Lawmakers are still waiting for a response from Gov. Tom Corbett on their request to tweak Pennsylvania's contract with the British firm that's due to take over operations of the Pennsylvania Lottery.

The state Senate's top Republicans wrote the governor last week to express concerns with plans to put thousands of machines for keno games in bars and restaurants.

They say such a move on the part of Camelot Global Services would be unfair to the casinos across the commonwealth, which have similar machines but are more tightly regulated.

The contract, or private management agreement, won't allow games such as the slot machines in casinos, says Elizabeth Brassell, a spokeswoman for the state Department of Revenue, which oversees the Pennsylvania Lottery.

"The PMA does not consider video poker, video lottery terminals, video poker-like games," she said Wednesday. "The governor and the administration are committed to a cautious approach to any sort of gaming expansion."

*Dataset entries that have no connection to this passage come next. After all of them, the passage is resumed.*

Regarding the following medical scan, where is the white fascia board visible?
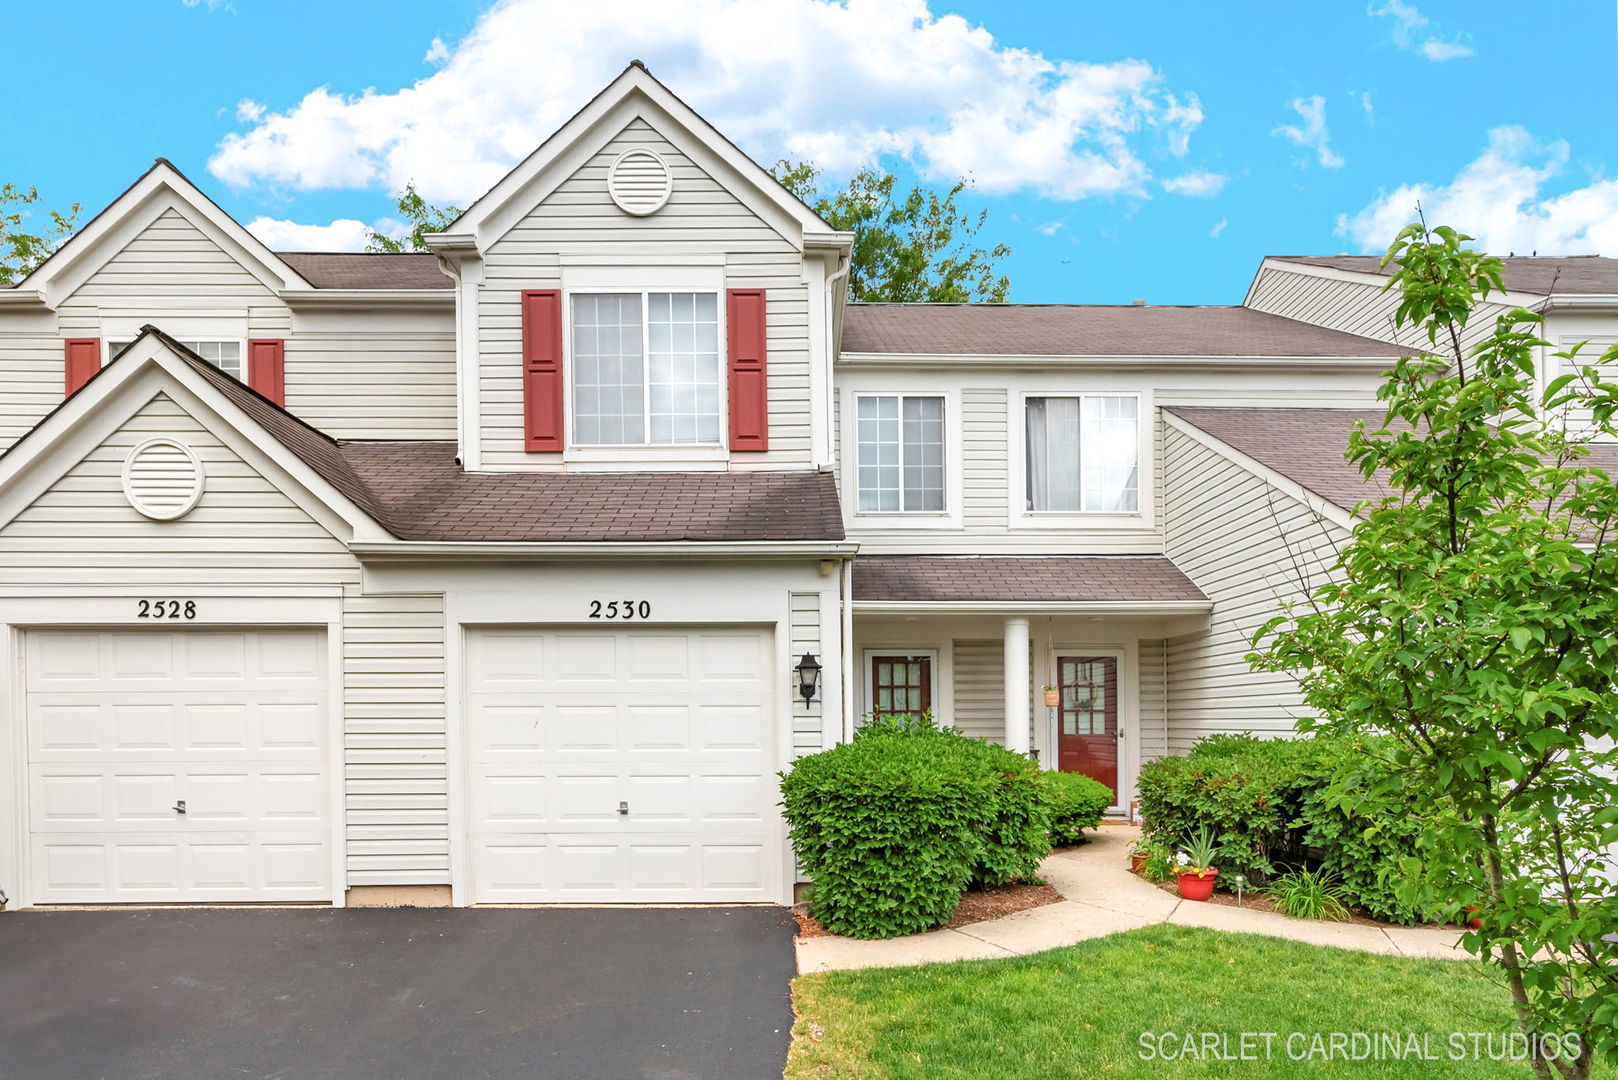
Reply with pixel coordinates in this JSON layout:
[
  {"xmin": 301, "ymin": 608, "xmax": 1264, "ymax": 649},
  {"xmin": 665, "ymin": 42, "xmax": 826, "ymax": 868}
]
[
  {"xmin": 0, "ymin": 289, "xmax": 47, "ymax": 309},
  {"xmin": 349, "ymin": 540, "xmax": 860, "ymax": 561},
  {"xmin": 1540, "ymin": 295, "xmax": 1618, "ymax": 311},
  {"xmin": 1161, "ymin": 410, "xmax": 1361, "ymax": 533},
  {"xmin": 1250, "ymin": 257, "xmax": 1549, "ymax": 311},
  {"xmin": 279, "ymin": 288, "xmax": 455, "ymax": 310},
  {"xmin": 443, "ymin": 66, "xmax": 830, "ymax": 254},
  {"xmin": 853, "ymin": 599, "xmax": 1212, "ymax": 614},
  {"xmin": 19, "ymin": 162, "xmax": 310, "ymax": 306},
  {"xmin": 0, "ymin": 335, "xmax": 390, "ymax": 542},
  {"xmin": 836, "ymin": 351, "xmax": 1399, "ymax": 370}
]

Brassell says the proposed keno terminals, which use video monitors, are different than slot machines because they use a Lottery-central computer system and allow players to compete against each other, instead of against a machine.

It's a sticking point with critics because allowing video lottery terminals and video poker would require legislation.

Camelot, poised to take over the operations of the state lottery, has guaranteed higher profits over a 20-year period if it's able to expand the lottery games to include thousands of keno machines.